I turned to look at the jury. They were nodding, they knew the case even if Cutlip didn’t. “And after that money came in,” I continued, “the money from that case, she moved you to Desert Winds?”

“Yep.”

“And before that where were you living?”

“Around.”

“Around where?”

“Motels here or there, around Vegas, whatever I could afford at the time.”

“And Bobo?”

“He was in them motels, too.”

“So you and Bobo knew each other before Desert Winds.”

“That’s right.”

“Nice places, those motels?”

“Hardly. Some had bugs the size of rats, and then there was the rats. And for the prices we paid, they didn’t have no HBO.”

“Is there HBO in Desert Winds?”

“And Cinemax and Showtime.”

“How nice for you that must be. Now, you mentioned in your direct testimony that your niece told you she and Guy Forrest were fighting over money, isn’t that right?”

“That’s what I said, yeah. That’s when I knowed she was in trouble.”

“Did she tell you that the fight was over the money from the case that near drowned her in money?”

“Yeah, something like that.”

“The same money that had taken you out of motel land, with its bugs as big as rats and no HBO, and into the lovely, luxurious, Desert Winds.”

“I suppose.”

“And so the thought of Guy taking back that lump-sum payment and sending you and Bobo back down to motel land was pretty terrifying, wasn’t it?”

“I could handle it.”

“Really? Without HBO? Wasn’t Guy Forrest, by complaining about the missing money, putting your whole luxurious existence at risk? Wouldn’t you have done anything to keep from going back to those motels?”

“Mr. Carl, I’m a broken man. I’m stuck in this damn chair, this is my first time out of Nevada in six years, I haven’t been able to keep down a drink in a year and a half. I got something in me that’s chewing me up. It’ll kill me, it will, and damn soon. I’m dying for damn sure, without nothing no one can do about it. My life is over already. What the hell do I care where I die? All I know is the only person in this whole damn world that ever did the least thing nice for me is dead, and I loved her pure, and to tell the truth I’m dying more of lost love than anything else. And nothing can happen to me from here on out, nothing you could ever dream do to me, could be any worse.”

“How about Bobo, could he handle it?”

“Objection.”

“Sustained.”

“I’d like to mark this Defense Exhibit Eleven for identification. Do you know what that is?”

“It looks like a traffic ticket of some sort.”

“Objection, Your Honor. Foundation.

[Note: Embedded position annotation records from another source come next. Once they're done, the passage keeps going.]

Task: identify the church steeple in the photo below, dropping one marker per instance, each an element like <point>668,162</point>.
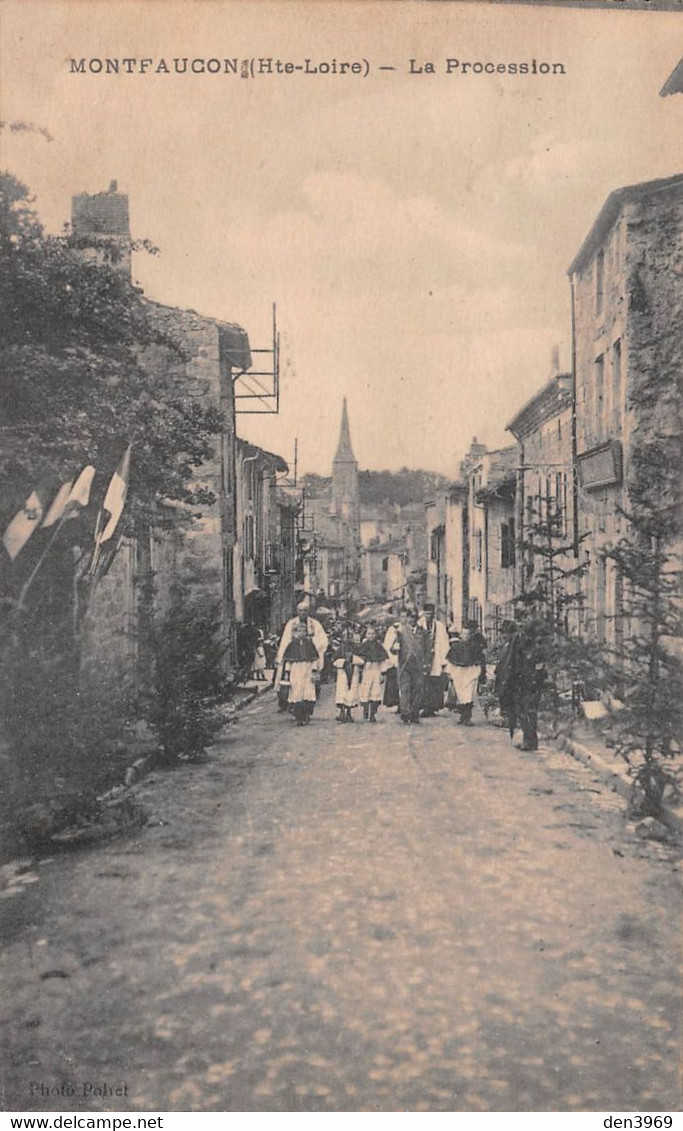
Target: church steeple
<point>344,449</point>
<point>345,502</point>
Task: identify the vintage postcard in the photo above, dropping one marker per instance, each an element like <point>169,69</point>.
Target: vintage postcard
<point>339,503</point>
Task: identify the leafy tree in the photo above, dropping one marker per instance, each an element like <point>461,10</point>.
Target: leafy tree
<point>84,372</point>
<point>573,663</point>
<point>75,389</point>
<point>188,673</point>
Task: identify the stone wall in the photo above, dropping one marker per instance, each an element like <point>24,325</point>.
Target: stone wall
<point>629,338</point>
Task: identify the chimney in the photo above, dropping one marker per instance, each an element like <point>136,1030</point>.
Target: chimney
<point>103,217</point>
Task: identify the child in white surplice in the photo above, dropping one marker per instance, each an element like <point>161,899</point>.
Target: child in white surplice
<point>347,664</point>
<point>374,657</point>
<point>301,662</point>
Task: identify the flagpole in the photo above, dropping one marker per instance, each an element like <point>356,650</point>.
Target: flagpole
<point>35,569</point>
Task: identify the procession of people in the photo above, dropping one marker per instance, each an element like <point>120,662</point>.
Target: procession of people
<point>408,662</point>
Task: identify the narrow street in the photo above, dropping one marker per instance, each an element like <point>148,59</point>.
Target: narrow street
<point>355,918</point>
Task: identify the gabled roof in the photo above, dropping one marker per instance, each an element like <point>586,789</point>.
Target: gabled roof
<point>674,83</point>
<point>607,215</point>
<point>252,449</point>
<point>553,398</point>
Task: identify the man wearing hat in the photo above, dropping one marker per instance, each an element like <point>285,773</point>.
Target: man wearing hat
<point>313,630</point>
<point>466,663</point>
<point>438,644</point>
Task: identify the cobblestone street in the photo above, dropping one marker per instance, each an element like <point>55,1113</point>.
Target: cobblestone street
<point>355,918</point>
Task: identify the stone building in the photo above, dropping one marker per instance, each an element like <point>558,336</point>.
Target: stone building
<point>394,550</point>
<point>265,547</point>
<point>627,288</point>
<point>200,542</point>
<point>545,485</point>
<point>470,531</point>
<point>491,483</point>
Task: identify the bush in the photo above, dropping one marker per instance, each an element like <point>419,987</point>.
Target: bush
<point>189,680</point>
<point>61,747</point>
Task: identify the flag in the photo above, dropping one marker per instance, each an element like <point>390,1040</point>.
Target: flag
<point>80,492</point>
<point>23,525</point>
<point>57,507</point>
<point>70,498</point>
<point>114,501</point>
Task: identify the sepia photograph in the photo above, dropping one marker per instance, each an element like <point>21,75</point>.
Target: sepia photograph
<point>340,538</point>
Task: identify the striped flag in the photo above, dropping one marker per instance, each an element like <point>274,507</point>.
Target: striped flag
<point>114,501</point>
<point>71,498</point>
<point>23,525</point>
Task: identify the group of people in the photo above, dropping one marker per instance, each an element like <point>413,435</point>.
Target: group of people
<point>415,667</point>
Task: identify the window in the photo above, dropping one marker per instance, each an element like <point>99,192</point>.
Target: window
<point>508,544</point>
<point>599,282</point>
<point>599,397</point>
<point>616,413</point>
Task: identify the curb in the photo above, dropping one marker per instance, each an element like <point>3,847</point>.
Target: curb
<point>144,766</point>
<point>617,780</point>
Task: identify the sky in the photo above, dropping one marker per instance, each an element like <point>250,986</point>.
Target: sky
<point>413,229</point>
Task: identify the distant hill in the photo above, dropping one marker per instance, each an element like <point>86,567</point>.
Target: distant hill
<point>405,486</point>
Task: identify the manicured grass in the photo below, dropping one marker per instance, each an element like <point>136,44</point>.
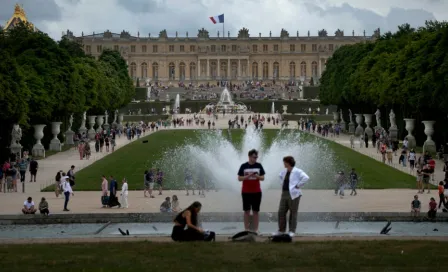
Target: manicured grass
<point>299,256</point>
<point>133,159</point>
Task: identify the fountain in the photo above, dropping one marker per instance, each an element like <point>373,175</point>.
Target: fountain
<point>226,104</point>
<point>176,106</point>
<point>218,159</point>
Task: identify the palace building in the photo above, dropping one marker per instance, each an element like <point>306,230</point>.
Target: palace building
<point>18,17</point>
<point>204,58</point>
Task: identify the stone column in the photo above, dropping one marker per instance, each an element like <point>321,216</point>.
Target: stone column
<point>55,143</point>
<point>38,149</point>
<point>410,127</point>
<point>429,145</point>
<point>359,130</point>
<point>368,121</point>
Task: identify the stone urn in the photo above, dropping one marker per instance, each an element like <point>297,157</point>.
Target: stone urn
<point>410,123</point>
<point>429,144</point>
<point>55,143</point>
<point>335,117</point>
<point>368,120</point>
<point>38,149</point>
<point>99,122</point>
<point>359,131</point>
<point>91,133</point>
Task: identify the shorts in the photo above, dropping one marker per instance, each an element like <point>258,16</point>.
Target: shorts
<point>149,185</point>
<point>251,201</point>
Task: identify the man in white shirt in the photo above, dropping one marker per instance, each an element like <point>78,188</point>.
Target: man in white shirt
<point>67,189</point>
<point>292,179</point>
<point>28,206</point>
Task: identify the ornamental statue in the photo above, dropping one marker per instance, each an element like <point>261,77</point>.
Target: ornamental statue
<point>322,33</point>
<point>163,34</point>
<point>339,33</point>
<point>284,33</point>
<point>203,33</point>
<point>243,33</point>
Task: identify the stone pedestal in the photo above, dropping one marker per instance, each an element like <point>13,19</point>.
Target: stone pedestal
<point>69,137</point>
<point>99,122</point>
<point>429,144</point>
<point>410,127</point>
<point>91,133</point>
<point>359,131</point>
<point>55,143</point>
<point>38,149</point>
<point>368,120</point>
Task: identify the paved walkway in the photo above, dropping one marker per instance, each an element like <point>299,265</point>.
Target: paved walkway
<point>222,201</point>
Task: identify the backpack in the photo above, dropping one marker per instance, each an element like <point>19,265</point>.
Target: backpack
<point>281,238</point>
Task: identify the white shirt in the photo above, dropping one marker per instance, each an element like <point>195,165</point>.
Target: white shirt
<point>28,204</point>
<point>297,179</point>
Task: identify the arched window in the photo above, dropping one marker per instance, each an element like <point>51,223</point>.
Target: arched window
<point>155,70</point>
<point>182,71</point>
<point>171,71</point>
<point>265,70</point>
<point>144,67</point>
<point>133,70</point>
<point>255,70</point>
<point>276,71</point>
<point>303,69</point>
<point>314,69</point>
<point>192,70</point>
<point>292,70</point>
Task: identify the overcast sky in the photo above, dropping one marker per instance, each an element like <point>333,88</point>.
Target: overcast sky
<point>151,16</point>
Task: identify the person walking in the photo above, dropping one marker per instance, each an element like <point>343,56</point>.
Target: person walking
<point>292,180</point>
<point>250,174</point>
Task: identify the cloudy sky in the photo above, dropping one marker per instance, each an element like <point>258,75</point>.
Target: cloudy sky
<point>260,16</point>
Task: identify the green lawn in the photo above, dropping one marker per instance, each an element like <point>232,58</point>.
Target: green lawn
<point>299,256</point>
<point>133,159</point>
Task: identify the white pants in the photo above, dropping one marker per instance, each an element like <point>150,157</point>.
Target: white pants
<point>124,200</point>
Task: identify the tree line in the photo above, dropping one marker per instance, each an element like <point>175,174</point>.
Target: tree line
<point>42,81</point>
<point>406,71</point>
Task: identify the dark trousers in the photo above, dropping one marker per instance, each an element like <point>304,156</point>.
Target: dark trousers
<point>291,205</point>
<point>67,198</point>
<point>22,176</point>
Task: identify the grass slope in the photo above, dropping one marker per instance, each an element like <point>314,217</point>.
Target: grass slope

Relevance.”

The judge took the ticket and examined it carefully for a long moment before frowning. “No, I’m going to allow this,” she said. “I assume you’ll lay the foundation for this in your case, Mr. Carl.”

“The ticketing officer has already been subpoenaed to testify.”

“Fine. Continue.”

“Where is this ticket from, Mr. Cutlip?”

“It says here City of Philadelphia.”

“What’s it for?”

“Looks like speeding.”

“On City Line Avenue, isn’t that right? Could you tell the jury the make and license of the car?”

“A Camaro, white, Nevada plates.”

“And who is it issued against?”

“It’s hard to read the handwriting.”

“Try.”

“Looks like Dwayne Joseph Bohannon.”

“Bobo.”

“Suppose so.”

“What was Bobo doing not six blocks from Hailey Prouix’s house the night before the murder?”

“Don’t know. Ask Bobo.”

“Objection.”

“I’d be delighted to ask him, Mr. Cutlip,” I said over the objection, “but he seems to have disappeared, so I am forced to ask you.”

“Objection, Your Honor.”

“Sustained. The jury will disregard that question and please remember, questions are not evidence. Evidence can come only from the witnesses. Anything more, Mr. Carl?”